Suren Gazaryan, is also present in his absence, after having to flee to Estonia last year over a matter concerning Tkachev and, further, a clash with guards surrounding the pier in the Black Sea’s protected waters that serves a giant mansion Putin has built for himself with $1 billion in putatively embezzled funds.
Gazaryan was initially convicted with another group member, Yevgeny Vitishko, in 2012 of destruction of property for spray painting on a construction fence surrounding another crony mansion built in protected forests for Tkachev.
Both were given three year suspended sentences. Shortly after that, Gazaryan paid a visit to Putin’s pier to inspect its environmental integrity – it has none – where he was told to leave by truncheon-wielding guards. Picking up a rock in self defense, Gazaryan was later told he would be brought up on attempted murder charges. That plus his suspended sentences spelled a long prison term, so he sought asylum in Tallinn.
On Friday night at EWNC, Vitishko was also present, but on a large computer screen via Skype, and imbued the gathering with his calm, friendly countenance. He’s not allowed to leave Tuapse, a coastal city about 150 kilometers south of Krasnodar. Last month, the same court in Tuapse that had given him and Gazaryan suspended sentences retried Vitishko and gave him an actual three-year custodial sentence. He and his lawyers are appealing it, and he is free until that court date on February 22 – timing Vitishko’s supporters say is meant to make his eventual conviction, which they consider a foregone conclusion, less visible as the Olympics wind down.
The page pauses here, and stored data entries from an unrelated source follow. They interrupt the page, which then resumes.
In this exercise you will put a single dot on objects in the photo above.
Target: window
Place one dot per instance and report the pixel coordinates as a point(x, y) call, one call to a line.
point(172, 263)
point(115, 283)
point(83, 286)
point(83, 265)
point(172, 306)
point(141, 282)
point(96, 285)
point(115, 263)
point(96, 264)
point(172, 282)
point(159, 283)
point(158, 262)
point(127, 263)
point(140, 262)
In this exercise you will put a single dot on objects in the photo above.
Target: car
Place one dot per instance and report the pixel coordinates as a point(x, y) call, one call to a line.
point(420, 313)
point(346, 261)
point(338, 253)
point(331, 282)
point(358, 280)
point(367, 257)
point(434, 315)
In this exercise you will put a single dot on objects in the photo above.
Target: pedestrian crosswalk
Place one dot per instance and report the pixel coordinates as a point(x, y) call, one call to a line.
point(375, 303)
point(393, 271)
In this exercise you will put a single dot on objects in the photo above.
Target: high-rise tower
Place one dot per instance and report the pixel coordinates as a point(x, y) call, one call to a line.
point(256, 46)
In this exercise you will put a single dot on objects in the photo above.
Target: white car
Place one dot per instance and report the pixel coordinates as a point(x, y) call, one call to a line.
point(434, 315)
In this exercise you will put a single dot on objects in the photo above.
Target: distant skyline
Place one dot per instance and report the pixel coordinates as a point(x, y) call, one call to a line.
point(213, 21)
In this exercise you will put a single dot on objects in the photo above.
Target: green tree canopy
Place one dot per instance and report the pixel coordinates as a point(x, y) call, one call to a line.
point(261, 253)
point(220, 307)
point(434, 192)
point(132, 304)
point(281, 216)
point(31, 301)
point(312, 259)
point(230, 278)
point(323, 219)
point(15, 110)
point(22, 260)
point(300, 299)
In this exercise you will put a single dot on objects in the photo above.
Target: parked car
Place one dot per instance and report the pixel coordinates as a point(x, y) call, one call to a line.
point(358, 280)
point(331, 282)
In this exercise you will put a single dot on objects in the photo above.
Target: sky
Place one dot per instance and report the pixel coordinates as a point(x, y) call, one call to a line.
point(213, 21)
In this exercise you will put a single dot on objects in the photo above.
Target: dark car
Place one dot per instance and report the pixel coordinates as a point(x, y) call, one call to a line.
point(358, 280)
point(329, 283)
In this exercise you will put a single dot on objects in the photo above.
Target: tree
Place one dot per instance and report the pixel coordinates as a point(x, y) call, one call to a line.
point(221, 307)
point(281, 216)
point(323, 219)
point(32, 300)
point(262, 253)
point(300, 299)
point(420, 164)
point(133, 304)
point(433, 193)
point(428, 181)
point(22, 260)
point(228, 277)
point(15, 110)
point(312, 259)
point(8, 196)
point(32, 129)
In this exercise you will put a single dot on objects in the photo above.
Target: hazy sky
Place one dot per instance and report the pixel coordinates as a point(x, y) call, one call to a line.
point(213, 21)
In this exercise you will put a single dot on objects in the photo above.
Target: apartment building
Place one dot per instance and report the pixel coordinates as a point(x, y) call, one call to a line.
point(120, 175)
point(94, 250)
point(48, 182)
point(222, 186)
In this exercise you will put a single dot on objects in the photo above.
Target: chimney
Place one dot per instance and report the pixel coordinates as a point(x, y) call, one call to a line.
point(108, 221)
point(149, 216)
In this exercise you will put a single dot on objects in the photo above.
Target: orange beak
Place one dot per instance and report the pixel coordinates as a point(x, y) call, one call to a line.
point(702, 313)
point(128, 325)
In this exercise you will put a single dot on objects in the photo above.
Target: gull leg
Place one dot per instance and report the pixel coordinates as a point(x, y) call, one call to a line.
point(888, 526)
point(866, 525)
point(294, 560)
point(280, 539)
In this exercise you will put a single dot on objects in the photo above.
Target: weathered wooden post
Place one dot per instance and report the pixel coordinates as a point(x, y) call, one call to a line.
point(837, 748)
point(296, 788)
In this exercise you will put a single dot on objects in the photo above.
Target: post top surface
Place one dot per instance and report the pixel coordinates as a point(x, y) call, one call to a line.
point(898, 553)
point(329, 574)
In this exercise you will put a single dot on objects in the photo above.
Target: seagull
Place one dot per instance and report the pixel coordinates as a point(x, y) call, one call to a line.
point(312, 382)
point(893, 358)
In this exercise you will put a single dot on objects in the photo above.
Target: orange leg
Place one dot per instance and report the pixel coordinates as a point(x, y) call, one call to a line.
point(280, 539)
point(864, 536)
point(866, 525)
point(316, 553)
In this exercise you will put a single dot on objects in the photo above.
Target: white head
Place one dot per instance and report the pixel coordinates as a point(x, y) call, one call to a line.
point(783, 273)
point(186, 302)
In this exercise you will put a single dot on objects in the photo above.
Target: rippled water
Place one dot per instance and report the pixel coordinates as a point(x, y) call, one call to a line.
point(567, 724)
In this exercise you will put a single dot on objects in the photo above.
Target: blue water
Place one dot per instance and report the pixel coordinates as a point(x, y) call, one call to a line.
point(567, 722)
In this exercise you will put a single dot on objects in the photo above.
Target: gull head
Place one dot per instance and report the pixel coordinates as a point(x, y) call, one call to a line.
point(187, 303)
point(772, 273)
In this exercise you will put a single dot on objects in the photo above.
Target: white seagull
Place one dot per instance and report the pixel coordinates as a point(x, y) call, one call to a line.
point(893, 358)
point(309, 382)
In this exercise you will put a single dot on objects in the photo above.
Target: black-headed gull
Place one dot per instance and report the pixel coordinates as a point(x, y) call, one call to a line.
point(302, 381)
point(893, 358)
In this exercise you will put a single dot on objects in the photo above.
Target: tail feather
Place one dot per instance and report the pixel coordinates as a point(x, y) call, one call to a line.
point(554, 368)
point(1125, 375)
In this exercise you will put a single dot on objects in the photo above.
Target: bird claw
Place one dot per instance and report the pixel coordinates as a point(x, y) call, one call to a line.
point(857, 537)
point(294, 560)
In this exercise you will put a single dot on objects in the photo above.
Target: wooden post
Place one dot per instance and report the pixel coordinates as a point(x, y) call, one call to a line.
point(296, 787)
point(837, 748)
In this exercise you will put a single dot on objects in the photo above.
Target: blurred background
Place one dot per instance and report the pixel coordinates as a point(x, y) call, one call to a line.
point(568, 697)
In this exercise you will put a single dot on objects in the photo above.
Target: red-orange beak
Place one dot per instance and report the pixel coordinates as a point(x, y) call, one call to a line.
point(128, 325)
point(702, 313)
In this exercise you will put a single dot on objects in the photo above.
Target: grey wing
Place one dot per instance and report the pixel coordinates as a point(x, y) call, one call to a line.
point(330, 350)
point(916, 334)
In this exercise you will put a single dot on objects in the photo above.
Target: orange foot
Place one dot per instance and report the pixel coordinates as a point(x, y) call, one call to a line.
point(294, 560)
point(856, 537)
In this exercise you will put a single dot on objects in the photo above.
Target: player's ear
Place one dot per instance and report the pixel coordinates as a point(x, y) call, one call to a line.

The irony, as Gazaryan told me early last month in Tallinn, is that neither he nor Vitishko actually know who sprayed “Tkachev is a Theif” on the construction fence. They were holding a protest rally of about 20 near the fence and according to Gazaryan, a couple of tag-alongs were responsible for the paint job.
When I asked Shevchenko why the authorities were taking such a minor offence so seriously, he told me that the cost of cleaning the fence of the offending words ended up causing more damage to the fence than the paint, hence making the whole debacle more expensive.
But there’s more to it than that. “Tkachev takes these kinds of things very personally, and also controls the courts.” Indeed, Tkachev has a lot of personal and political capital invested in the Olympics. Shevchenko says that this latest bid for the Olympics – which represents the third time Sochi has been put in the running – was the brainchild of Putin, Tkachev, and former finance minister Alexei Kudrin.
Yet, a three-year prison sentence for Vitishko and prolonged exile for Gazaryan is an absolutely ridiculous outcome for both. They are not a couple of errant youth thugs running around with spray paint cans and anarchically busting things up. Both are respected scientists – Gazaryan a zoologist and Vitishko a geologist.
Then again, perhaps that’s the point: They know what’s wrong, know how useless the environment is going to be in the wake of the world’s most expensive Olympics ever, and can state it with authority.
In that sense, Vitishko, Gazaryan, Rudomakha and the plight of EWNC represent as clear an example of persecuting and prosecuting innocent people as these Olympics have yet to offer.
This is the fourth in a series of articles on the Sochi Olympics by Bellona.